In 1786, Philip Bronk testified that he had heard his father say, that “there
used to be sixty fighting Indians, besides women and children, at Old
Catskill.” This estimate would make the number of the native inhabitants of
the plain about three hundred.
These Indians, by the slow process of burning down the trees, had cleared a
large portion of the flat, and upon it, in the fertile and mellow soil, they
grew ample crops of maize, beans and pumpkins. Their wigwams stood on the bank
on the southern and southwestern rim of the plain, from the site of the
stone-house, which is still called the Parsonage, to the site of the stone house
which Garret Van Bergen built and which Henry Vedder now dwells in. There was
also an Indian village, and perhaps also an Indian kasteel or fort at Potick,
near the house once occupied by William Salisbury. The burying-places of these
savages were near the site of Old Catskill Church, a few rods north of the spot
where the tile-roofed house of Marten Van Bergen once stood, near William Van
Bergen’s, now Henry Vedder’s barn, and at Potick, and at Tagpohkigt or
Tabigicht, as the Sandy Plain was once called.
From these hamlets, there led a foot path to Coxsackie, near or upon which the
road leading from Leeds past Greene’s Lake was afterward made. Another
footpath followed the Catskill to its source in the Vly, and thence continued
down one of the branches of the Schoharie Kill and the Schoharie Kill itself to
the Mohawk.
The tribe, of which I am writing, like their Mohican kindred, buried their dead
in a sitting posture, with the knees drawn up to the body. In each grave were
put the occupant’s bows and arrows, his beads, and the trophies of his
prowess. This mode of interment, so far as I know, was practiced so long as the
Indians of Old Catskill kept possession of their domain. But, during the last
year of their occupancy, their mode of life became greatly changed.
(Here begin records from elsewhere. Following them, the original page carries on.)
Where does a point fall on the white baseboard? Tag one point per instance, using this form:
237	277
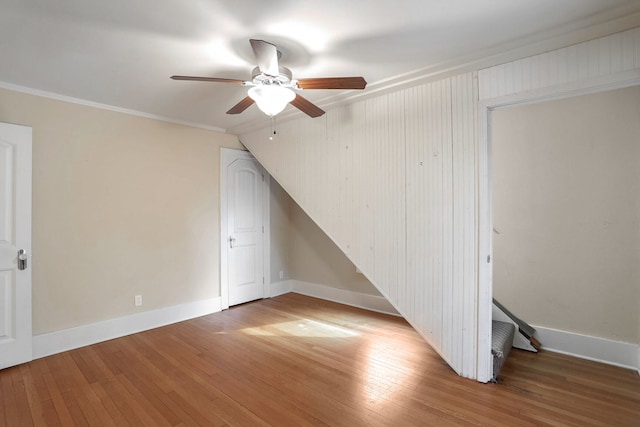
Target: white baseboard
280	288
69	339
354	299
617	353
Log cabins, at least in part, took the place of wigwams. Bows were laid aside
for muskets, and arrows for lead bullets. The men and women no longer clothed
themselves in the skins of wild beasts, but wore shirts, stockings, woolen
blankets, breeches of fustian and gowns of duffels. The coarse meal of maize was
boiled in kettles instead of being made into a cake and baked in the hot ashes.
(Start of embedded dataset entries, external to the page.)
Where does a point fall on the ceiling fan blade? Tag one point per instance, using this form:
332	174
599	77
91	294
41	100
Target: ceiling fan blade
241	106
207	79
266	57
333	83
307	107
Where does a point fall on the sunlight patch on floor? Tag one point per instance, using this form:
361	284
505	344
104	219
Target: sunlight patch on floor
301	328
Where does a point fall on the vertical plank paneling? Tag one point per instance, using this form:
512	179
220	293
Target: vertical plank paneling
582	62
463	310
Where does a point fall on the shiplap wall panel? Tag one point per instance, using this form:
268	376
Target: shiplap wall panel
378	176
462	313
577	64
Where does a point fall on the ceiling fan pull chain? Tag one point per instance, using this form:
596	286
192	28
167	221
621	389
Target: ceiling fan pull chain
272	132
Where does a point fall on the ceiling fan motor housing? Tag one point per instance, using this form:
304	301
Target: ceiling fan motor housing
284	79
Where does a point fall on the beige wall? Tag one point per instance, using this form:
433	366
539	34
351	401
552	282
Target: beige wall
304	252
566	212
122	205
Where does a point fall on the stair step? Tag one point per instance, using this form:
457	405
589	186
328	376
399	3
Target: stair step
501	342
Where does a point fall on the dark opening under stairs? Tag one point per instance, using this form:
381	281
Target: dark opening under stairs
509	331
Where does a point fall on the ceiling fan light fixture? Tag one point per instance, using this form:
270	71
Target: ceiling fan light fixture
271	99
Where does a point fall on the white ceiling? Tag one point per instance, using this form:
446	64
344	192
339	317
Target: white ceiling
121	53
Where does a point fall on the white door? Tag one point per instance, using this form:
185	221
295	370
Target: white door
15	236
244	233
The trees were felled by axes and not by fire. The ground was no longer tilled
by the women with a sharp stone, but with a hoe. The canoes, when they were not
made of elm or birch bark, were hollowed out of a single log by an adze, and not
by burning and by scraping the charred surface by a large flint. All these
implements were, of course, obtained from the Dutch, who gave them in barter for
the skins of the beavers and of the otters which the Indians trapped or shot on
the branches of the Catskill and the Caterskill.
The Dutch traders, always eager to buy furs, had often visited the Indians of
Old Catskill, slept in their foul and smoky wigwams, ate their coarse food, and
engaged with them in many a secret debauch. But the first man who made his home
among these idle and drunken savages was Jan Bronck.